In a report from the Masonry Association of Florida (FloridaMasonry.com), strong arguments were made against wood-frame construction and for the strong security of concrete masonry buildings. Following is an excerpt from the “MAF Masonry Fact Sheet ‐ 1.0 A Strength Comparison” document.
“Wood frame structures have always suffered from a connection problem. The difficulty comes from trying to tie together all of the individual pieces of lumber making up a wood structure. The typical wood frame home contains roughly 2,000 nails and connectors.
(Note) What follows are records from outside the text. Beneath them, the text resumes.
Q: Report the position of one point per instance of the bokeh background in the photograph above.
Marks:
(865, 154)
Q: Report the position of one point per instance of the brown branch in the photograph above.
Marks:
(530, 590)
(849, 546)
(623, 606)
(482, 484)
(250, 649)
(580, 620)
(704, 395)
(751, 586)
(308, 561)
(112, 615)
Making sure all of these connectors are installed properly is a huge and complicated task.
The failure of even a handful of these connectors can and has been catastrophic in the actual performance of wood structures under wind load. Think about trying to connect a severed 6-inch diameter branch back onto a tree with its original strength. These complicated connections, combined with the recent discovery that wood only possesses a fraction of the strength previously attributed to it, brings the poor performance of wood structures into a clearer focus.
Concrete masonry construction offers a clearly superior alternative to the structural weakness of wood frame. Connections are made with steel bars and concrete grout. Because of advances in manufacturing and installation, structural design values of concrete masonry have actually increased. While costs are extremely competitive, the superior performance of concrete masonry is overwhelming, and costs for wood frame will be increasing due to the decrease in the 2 x 4 design values.”
“MAF Masonry Fact Sheet ‐ 1.0 A Strength Comparison” can be found at floridamasonry.com/assets/resources/masonry_fact_sheet-1.0a-strengthcomparison.pdf. Arm yourself with facts to support what you already know about concrete masonry and hurricanes: the undeniable strength of concrete masonry.